Il lago di Pilato
di Fabrizio Fattori
di Fabrizio Fattori
Non lontano dalla vetta del monte Vettore (2.477m. del gruppo dei Sibillini), all’interno di una valle morenica, permane un doppio bacino lacustre residuo di glaciazioni appenniniche il cui nome fantasioso rimanda al prefetto della Giudea colpevole, in qualche modo, della morte di Gesù.
La leggenda narra che nelle sue acque sia finito il corpo maledetto di Pilato e questo ha reso quelle acque care a quanti si sono occupati nel corso dei secoli, di negromanzia, spiritismo e arti magiche.

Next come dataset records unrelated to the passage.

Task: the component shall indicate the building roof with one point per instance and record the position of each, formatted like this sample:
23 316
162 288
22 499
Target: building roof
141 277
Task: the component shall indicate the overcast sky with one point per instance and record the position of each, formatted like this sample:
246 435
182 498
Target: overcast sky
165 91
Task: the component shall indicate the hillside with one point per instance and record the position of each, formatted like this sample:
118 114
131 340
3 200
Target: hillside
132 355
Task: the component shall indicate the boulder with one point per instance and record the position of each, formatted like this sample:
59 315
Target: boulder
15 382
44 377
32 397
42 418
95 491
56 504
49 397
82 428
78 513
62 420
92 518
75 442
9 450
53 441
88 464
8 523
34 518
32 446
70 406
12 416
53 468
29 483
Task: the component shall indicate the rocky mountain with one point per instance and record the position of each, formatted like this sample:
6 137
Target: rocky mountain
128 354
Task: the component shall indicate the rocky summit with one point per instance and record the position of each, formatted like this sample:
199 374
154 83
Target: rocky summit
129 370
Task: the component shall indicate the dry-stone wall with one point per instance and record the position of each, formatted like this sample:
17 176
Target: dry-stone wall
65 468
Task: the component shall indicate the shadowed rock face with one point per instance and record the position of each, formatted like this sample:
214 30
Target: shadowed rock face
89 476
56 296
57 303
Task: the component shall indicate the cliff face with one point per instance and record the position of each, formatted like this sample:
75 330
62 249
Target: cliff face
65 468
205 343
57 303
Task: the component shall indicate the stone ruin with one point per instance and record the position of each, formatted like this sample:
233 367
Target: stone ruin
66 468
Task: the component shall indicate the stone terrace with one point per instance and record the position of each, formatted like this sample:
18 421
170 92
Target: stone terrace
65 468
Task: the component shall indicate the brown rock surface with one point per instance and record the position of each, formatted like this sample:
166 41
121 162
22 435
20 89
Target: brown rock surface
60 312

Le sue acque permettevano un legame diretto con l’inferno e i suoi abitanti attraverso pratiche di consacrazione al demonio di testi di magia ed alchimia.
Già nel XIV secolo le fonti narrano di un intenso pellegrinaggio alle sue sponde da parte di ogni sorta di diabolici personaggi per compiere rituali malefici e forse anche sacrifici umani, al punto che l’accesso venne impedito con muri, sbarramenti, scomuniche e con plateali condanne a morte.
Oggi il lago, alimentato prevalentemente dalle piogge e dallo scioglimento stagionale delle nevi, rappresenta un unicum quale residuo di ancestrali glaciazioni e per il fatto di conservare nelle sue acque un piccolissimo crostaceo il Chirocefalo del Marchesoni di intenso colore rosso le cui caratteristiche di piccolo drago hanno contribuito ad alimentare la sua affascinante leggenda.